7.20 In my view it is clear that the Minister did not apply the appropriate criteria in considering whether to invoke s. 31. It follows that the Minister’s exercise of his power under s. 31 is invalid and the second direction must be quashed. It also logically follows that the first direction should also be quashed.

7.21 Before going on to the consequences which flow from that finding I should touch briefly, lest I be wrong, on the fair procedures argument.

8. Fair Procedures
8.1 In North Wall Property v. Dublin Docklands Development Authority [2008] IEHC 305, Finlay Geoghegan J. said the following:-

      “It is common case that, in accordance with well established judicial principles in relation to the construction of functions conferred by statute, that the implied decision making process of the respondent must be discharged in accordance with the principles of constitutional justice. This requires that the decision be taken in accordance with fair procedures which would appear to require that persons who have property rights that could be affected by the decisions taken be given an opportunity of making submissions and have those submissions considered.”
8.2 In the context of s. 31(2) of the 2000 Act (which is concerned with an analogous statutory regime where the Minister can require a variation in a development plan after its adoption) McCarthy J. in Talbotgrange Homes Ltd v. Laois County Council [2009] IEHC 535 stated the following:-
      “The appropriate standard to apply when considering whether the lack of prior notice or prior consultation on the part of the Minister breached the applicant’s rights is arguability. It is accepted by all parties that there was no prior actual notice of or consultation with the applicant. I am not satisfied that it is arguable that there should have been actual advance notification of the proposed making of the Ministerial direction in order to ensure adherence to fair procedures. However, s. 31 of the Act of 2000, whilst not providing expressly for prior actual notice or consultation, must be interpreted in conformity with the principles of natural and constitutional justice, which may require advance public notice or consultation. The scheme of the Act of 2000 is such that it provides for public participation in respect of the adoption of development plans and their variations. This might shortly be termed constructive notice.

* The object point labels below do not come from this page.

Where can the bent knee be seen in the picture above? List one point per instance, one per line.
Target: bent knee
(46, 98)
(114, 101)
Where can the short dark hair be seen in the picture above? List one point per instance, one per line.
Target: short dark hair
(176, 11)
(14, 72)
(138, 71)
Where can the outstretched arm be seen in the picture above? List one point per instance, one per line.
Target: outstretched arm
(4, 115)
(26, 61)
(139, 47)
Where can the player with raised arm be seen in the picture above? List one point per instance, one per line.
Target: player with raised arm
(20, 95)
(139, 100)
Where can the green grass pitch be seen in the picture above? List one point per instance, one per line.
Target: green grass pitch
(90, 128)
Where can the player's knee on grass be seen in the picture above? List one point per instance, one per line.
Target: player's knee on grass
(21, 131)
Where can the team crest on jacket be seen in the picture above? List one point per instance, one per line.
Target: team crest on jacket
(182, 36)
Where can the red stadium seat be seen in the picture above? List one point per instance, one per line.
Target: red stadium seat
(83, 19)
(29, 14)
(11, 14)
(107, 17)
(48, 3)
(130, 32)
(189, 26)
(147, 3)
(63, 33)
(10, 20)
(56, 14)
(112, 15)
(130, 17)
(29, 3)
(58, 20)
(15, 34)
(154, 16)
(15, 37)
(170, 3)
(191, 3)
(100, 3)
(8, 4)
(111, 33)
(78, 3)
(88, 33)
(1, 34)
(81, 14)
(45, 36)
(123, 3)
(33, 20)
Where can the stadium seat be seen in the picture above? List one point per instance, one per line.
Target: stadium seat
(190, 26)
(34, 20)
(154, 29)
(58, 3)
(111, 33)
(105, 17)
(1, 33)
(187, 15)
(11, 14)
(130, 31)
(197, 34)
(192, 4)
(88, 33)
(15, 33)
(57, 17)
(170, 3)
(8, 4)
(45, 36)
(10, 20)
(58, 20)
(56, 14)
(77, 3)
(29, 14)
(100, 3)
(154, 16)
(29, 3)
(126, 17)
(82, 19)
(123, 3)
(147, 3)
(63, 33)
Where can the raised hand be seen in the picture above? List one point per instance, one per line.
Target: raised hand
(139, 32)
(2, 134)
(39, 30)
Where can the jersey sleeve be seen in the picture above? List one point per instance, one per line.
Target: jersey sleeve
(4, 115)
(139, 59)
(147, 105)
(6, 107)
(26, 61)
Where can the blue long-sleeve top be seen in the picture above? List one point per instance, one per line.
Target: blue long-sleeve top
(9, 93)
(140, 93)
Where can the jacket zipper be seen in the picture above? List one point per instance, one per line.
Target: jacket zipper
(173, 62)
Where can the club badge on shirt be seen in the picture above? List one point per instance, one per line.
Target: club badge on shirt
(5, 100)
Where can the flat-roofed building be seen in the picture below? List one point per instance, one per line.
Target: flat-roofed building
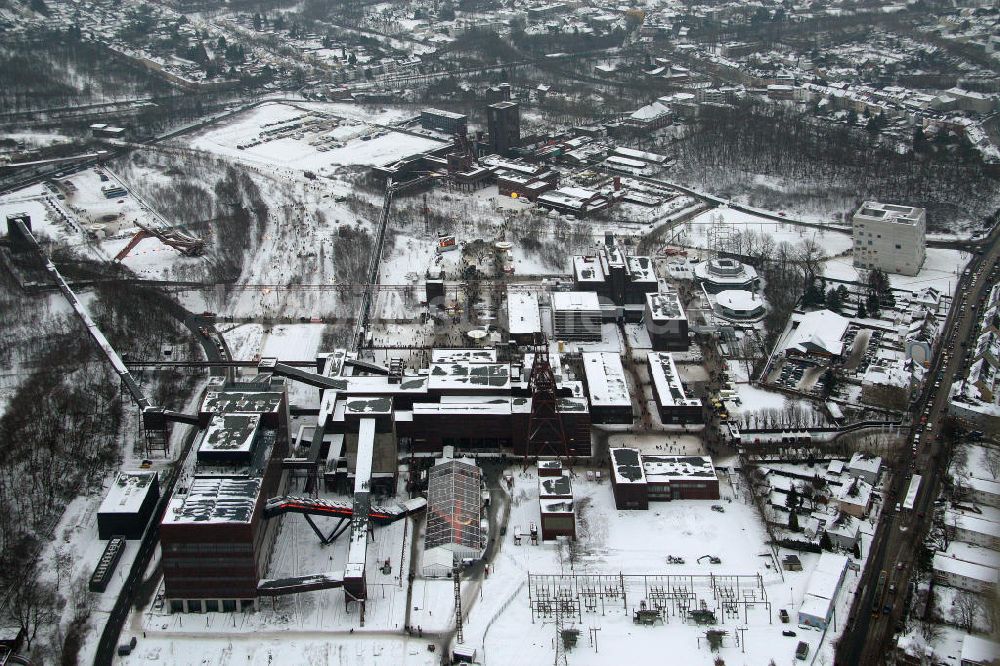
(129, 505)
(576, 315)
(680, 477)
(444, 121)
(666, 321)
(890, 237)
(607, 388)
(672, 401)
(628, 480)
(524, 321)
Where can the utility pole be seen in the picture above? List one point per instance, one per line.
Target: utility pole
(456, 574)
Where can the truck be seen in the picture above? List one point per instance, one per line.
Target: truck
(879, 587)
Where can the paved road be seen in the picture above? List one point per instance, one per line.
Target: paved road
(867, 636)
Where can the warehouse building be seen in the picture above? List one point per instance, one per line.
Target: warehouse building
(622, 279)
(821, 594)
(555, 504)
(213, 536)
(637, 479)
(672, 401)
(444, 121)
(607, 388)
(576, 315)
(454, 502)
(680, 477)
(524, 320)
(129, 505)
(890, 237)
(666, 322)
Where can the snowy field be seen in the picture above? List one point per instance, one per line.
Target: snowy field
(834, 242)
(354, 140)
(941, 270)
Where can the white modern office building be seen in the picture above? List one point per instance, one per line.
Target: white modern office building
(890, 237)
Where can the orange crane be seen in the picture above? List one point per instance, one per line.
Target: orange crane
(185, 243)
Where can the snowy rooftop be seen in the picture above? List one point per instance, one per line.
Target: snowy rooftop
(128, 492)
(230, 433)
(863, 462)
(856, 492)
(370, 406)
(576, 300)
(948, 565)
(555, 486)
(641, 268)
(448, 355)
(889, 212)
(606, 384)
(588, 269)
(665, 305)
(556, 505)
(466, 375)
(228, 401)
(210, 500)
(820, 331)
(668, 385)
(523, 316)
(664, 468)
(627, 466)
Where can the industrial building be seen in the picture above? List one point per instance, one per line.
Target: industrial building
(454, 503)
(607, 388)
(503, 122)
(576, 315)
(724, 274)
(215, 541)
(890, 237)
(524, 319)
(444, 121)
(617, 277)
(637, 479)
(556, 507)
(821, 594)
(129, 505)
(673, 403)
(666, 322)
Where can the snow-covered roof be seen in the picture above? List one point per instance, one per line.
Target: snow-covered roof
(586, 301)
(626, 465)
(588, 269)
(606, 383)
(665, 468)
(523, 316)
(640, 155)
(466, 375)
(128, 491)
(739, 300)
(970, 570)
(863, 462)
(669, 390)
(665, 306)
(214, 500)
(555, 486)
(976, 650)
(819, 331)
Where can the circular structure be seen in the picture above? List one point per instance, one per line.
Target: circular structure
(726, 274)
(739, 304)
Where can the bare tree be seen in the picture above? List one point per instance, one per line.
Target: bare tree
(993, 461)
(966, 610)
(32, 604)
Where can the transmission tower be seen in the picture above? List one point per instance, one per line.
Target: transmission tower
(546, 435)
(721, 236)
(456, 574)
(560, 648)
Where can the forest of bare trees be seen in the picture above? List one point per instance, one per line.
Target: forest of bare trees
(731, 148)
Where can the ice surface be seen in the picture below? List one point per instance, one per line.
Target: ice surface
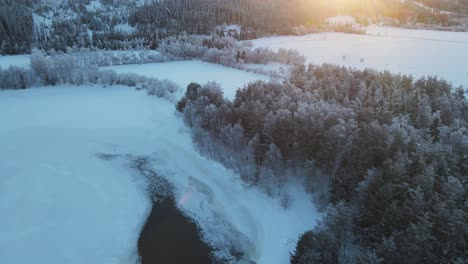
(15, 60)
(406, 51)
(60, 203)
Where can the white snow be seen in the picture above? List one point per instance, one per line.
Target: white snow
(15, 60)
(185, 72)
(124, 28)
(406, 51)
(61, 204)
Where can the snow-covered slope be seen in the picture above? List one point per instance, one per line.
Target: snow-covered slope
(416, 52)
(184, 72)
(61, 203)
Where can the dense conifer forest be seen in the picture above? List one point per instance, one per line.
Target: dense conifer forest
(386, 155)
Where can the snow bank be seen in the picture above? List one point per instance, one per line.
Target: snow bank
(185, 72)
(60, 203)
(416, 52)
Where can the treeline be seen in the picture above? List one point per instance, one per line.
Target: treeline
(64, 68)
(225, 51)
(120, 25)
(389, 155)
(16, 26)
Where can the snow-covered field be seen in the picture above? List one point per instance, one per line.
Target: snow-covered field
(406, 51)
(61, 203)
(185, 72)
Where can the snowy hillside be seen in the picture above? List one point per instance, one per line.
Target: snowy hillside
(416, 52)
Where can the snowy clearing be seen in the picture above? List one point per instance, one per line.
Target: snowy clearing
(185, 72)
(53, 184)
(406, 51)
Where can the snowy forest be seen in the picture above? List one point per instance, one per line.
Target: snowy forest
(386, 156)
(117, 24)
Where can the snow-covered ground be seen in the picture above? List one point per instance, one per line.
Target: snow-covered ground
(406, 51)
(185, 72)
(61, 203)
(15, 60)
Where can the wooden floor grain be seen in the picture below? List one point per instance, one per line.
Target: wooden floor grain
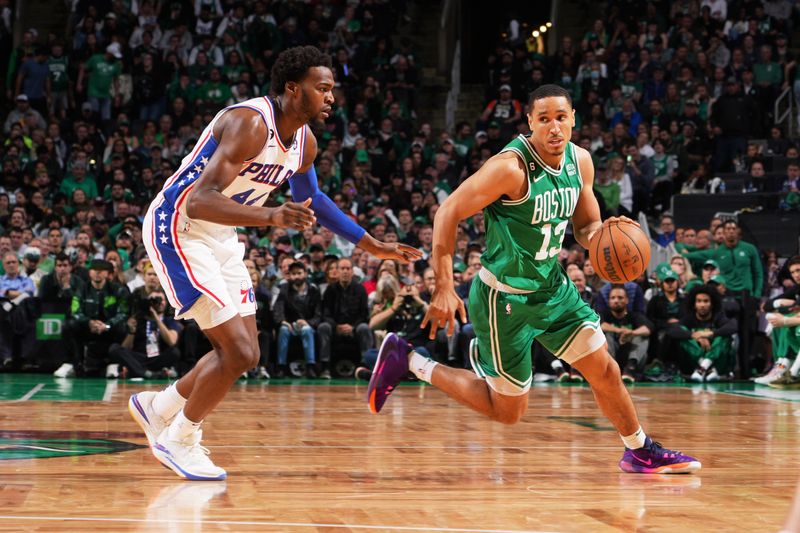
(312, 458)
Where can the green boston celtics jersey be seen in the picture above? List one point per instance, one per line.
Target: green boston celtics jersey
(523, 237)
(58, 73)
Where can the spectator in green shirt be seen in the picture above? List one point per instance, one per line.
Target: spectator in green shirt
(103, 71)
(79, 179)
(739, 262)
(214, 94)
(768, 74)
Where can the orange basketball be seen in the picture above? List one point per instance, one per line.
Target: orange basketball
(619, 252)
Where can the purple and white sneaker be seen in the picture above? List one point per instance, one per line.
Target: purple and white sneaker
(390, 367)
(652, 458)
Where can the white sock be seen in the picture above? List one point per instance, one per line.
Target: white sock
(182, 427)
(634, 441)
(795, 368)
(168, 402)
(421, 366)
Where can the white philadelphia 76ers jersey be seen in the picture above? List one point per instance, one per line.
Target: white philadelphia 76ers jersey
(195, 258)
(258, 176)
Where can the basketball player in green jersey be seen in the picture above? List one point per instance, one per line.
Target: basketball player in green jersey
(528, 192)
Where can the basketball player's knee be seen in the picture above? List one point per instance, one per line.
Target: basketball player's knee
(241, 357)
(609, 375)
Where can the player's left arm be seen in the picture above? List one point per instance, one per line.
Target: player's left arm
(586, 218)
(304, 184)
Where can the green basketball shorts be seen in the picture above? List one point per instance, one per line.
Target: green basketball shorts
(506, 324)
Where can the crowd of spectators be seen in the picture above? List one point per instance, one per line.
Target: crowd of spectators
(669, 97)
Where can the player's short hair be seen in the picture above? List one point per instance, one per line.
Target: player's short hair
(548, 91)
(293, 64)
(709, 291)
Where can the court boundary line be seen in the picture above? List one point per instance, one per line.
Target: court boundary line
(261, 523)
(28, 395)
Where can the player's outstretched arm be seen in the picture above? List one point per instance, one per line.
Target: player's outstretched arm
(240, 134)
(502, 175)
(586, 218)
(304, 185)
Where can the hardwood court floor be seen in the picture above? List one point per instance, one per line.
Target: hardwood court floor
(312, 458)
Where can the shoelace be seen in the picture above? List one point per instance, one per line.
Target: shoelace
(197, 450)
(655, 448)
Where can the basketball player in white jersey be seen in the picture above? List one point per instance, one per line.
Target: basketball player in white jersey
(246, 152)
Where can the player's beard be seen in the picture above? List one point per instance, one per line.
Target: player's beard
(314, 119)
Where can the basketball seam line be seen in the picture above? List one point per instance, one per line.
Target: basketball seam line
(633, 241)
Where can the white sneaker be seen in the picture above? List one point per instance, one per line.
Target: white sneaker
(777, 370)
(112, 371)
(187, 457)
(65, 371)
(140, 406)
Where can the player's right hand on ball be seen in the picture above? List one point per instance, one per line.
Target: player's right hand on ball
(293, 215)
(620, 220)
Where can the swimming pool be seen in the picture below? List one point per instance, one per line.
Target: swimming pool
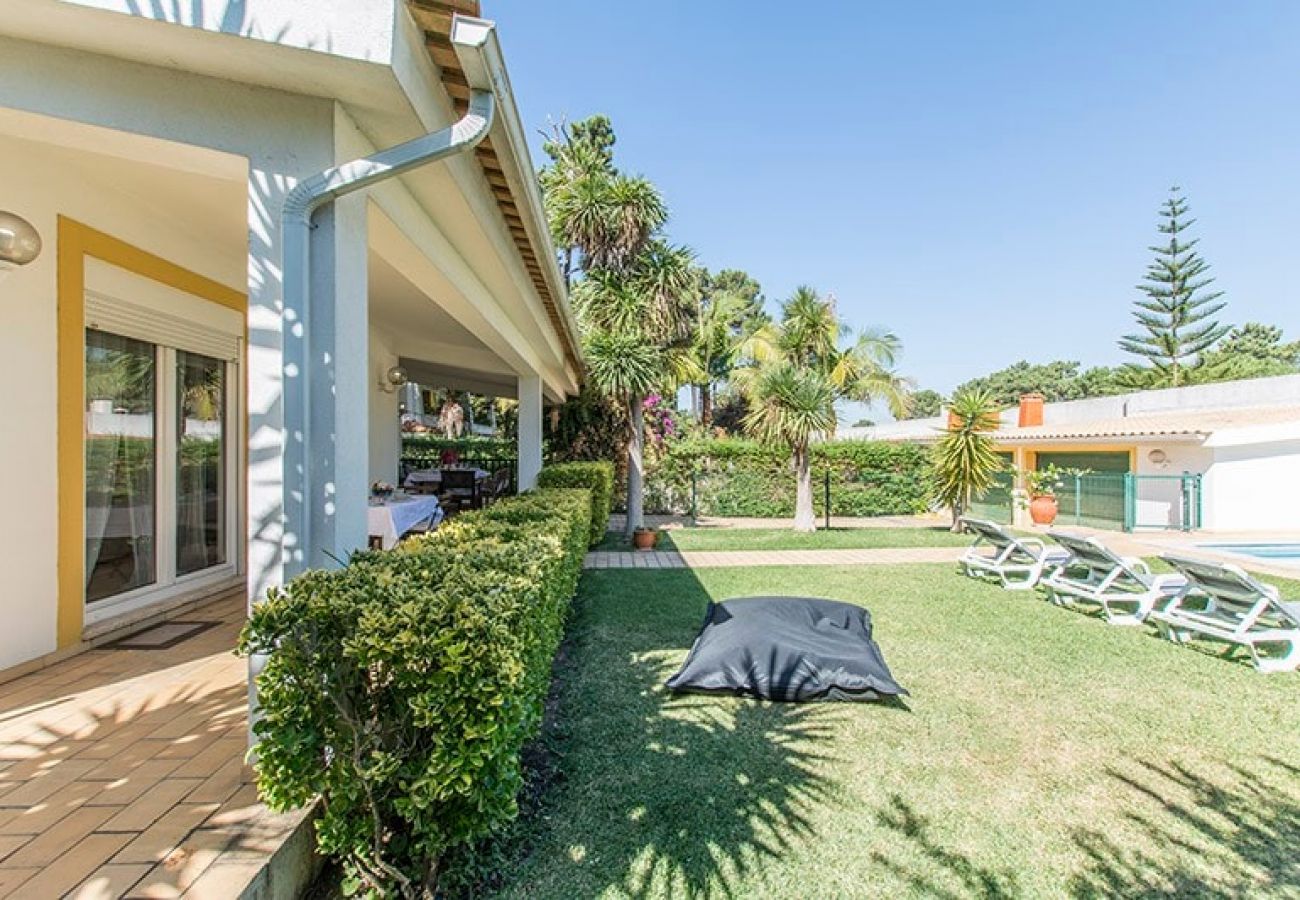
(1287, 554)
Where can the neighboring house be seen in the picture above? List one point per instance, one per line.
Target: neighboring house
(202, 390)
(1222, 457)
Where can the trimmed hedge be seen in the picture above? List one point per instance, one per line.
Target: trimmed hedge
(737, 477)
(402, 688)
(597, 477)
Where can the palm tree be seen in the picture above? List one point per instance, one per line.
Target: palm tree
(637, 333)
(599, 219)
(965, 463)
(729, 308)
(802, 366)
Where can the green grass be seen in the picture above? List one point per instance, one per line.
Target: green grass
(1041, 753)
(785, 539)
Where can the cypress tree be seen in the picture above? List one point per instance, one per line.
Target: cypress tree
(1178, 311)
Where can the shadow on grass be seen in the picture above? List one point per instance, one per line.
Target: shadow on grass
(662, 795)
(940, 864)
(1200, 836)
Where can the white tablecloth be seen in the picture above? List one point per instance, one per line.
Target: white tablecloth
(394, 518)
(434, 476)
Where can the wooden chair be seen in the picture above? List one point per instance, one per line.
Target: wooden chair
(460, 490)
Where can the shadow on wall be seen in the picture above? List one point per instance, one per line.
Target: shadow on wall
(230, 20)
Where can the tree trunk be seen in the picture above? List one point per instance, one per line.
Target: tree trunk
(805, 518)
(636, 464)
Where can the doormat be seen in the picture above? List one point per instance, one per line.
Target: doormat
(164, 635)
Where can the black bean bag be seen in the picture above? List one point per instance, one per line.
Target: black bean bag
(787, 648)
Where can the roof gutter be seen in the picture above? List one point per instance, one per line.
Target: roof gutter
(303, 200)
(479, 51)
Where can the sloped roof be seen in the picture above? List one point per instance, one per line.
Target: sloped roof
(436, 17)
(1190, 424)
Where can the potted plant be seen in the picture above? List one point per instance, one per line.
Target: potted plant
(645, 537)
(1040, 485)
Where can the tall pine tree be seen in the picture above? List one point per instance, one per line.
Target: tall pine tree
(1178, 311)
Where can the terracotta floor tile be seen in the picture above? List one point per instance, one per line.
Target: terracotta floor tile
(40, 817)
(109, 882)
(165, 834)
(50, 846)
(224, 879)
(144, 810)
(11, 879)
(73, 866)
(135, 783)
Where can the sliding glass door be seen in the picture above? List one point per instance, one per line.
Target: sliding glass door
(159, 470)
(121, 464)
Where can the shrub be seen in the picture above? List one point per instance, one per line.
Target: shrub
(736, 477)
(402, 688)
(597, 477)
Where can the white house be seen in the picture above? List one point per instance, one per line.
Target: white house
(196, 363)
(1221, 457)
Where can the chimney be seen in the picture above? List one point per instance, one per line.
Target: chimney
(1031, 410)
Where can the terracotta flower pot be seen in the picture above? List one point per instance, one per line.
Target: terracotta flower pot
(1043, 510)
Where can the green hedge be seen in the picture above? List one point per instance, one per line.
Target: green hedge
(737, 477)
(402, 688)
(597, 477)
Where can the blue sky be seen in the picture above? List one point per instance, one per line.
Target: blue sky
(979, 177)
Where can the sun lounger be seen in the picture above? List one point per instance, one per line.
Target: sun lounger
(1017, 562)
(1223, 602)
(1122, 587)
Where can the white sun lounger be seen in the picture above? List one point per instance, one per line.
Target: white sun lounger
(1017, 562)
(1122, 587)
(1223, 602)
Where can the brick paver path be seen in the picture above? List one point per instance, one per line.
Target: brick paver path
(121, 773)
(720, 558)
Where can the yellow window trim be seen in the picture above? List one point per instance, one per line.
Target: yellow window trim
(76, 243)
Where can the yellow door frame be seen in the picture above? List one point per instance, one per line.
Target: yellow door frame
(76, 243)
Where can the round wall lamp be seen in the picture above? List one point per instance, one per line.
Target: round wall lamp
(393, 379)
(20, 242)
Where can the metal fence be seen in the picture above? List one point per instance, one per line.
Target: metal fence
(1118, 501)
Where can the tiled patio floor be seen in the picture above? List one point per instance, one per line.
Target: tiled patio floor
(121, 773)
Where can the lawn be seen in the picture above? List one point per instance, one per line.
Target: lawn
(1041, 753)
(785, 539)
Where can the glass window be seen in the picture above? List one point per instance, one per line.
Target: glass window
(200, 493)
(121, 446)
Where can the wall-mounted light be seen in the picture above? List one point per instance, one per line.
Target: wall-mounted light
(393, 379)
(20, 242)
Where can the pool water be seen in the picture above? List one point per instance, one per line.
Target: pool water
(1285, 553)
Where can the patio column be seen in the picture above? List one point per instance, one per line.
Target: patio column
(1019, 513)
(338, 451)
(529, 431)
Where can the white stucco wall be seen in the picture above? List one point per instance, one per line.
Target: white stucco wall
(29, 537)
(1253, 487)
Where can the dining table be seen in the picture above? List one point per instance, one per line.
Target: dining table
(393, 516)
(433, 477)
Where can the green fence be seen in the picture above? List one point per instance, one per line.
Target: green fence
(1116, 501)
(999, 502)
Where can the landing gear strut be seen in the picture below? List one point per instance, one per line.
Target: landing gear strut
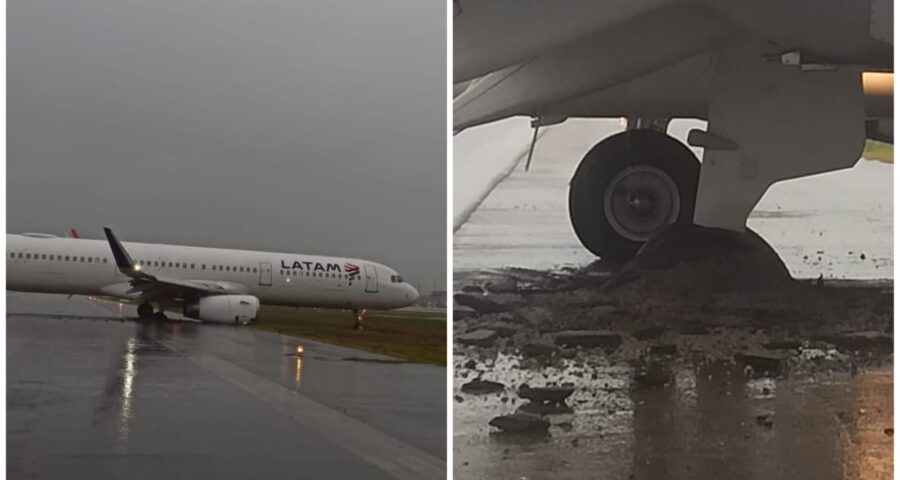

      Generally public notice suffices in the realm of planning law. Neither s. 12 of the Act of 2000, which deals with the procedure for adopting a development plan, nor s. 13 of the Act of 2000, which deals with the procedure for varying a development plant, provide for personal notification. The only instance where personal notification to a landowner is envisaged under the Act of 2000 is where there is a proposed designation or deletion of a protected structure on his or her lands in a Draft Development Plan (ss. 12(3)) or at any time other than in the course of a development plan (s. 55 of the Act of 2000). I do not think that a Minister’s order mandating variation (or a County Manager’s order giving effect thereto) requires anything beyond the normal or general rule applicable in the planning code, even though the section is silent; variation always remains a possibility.”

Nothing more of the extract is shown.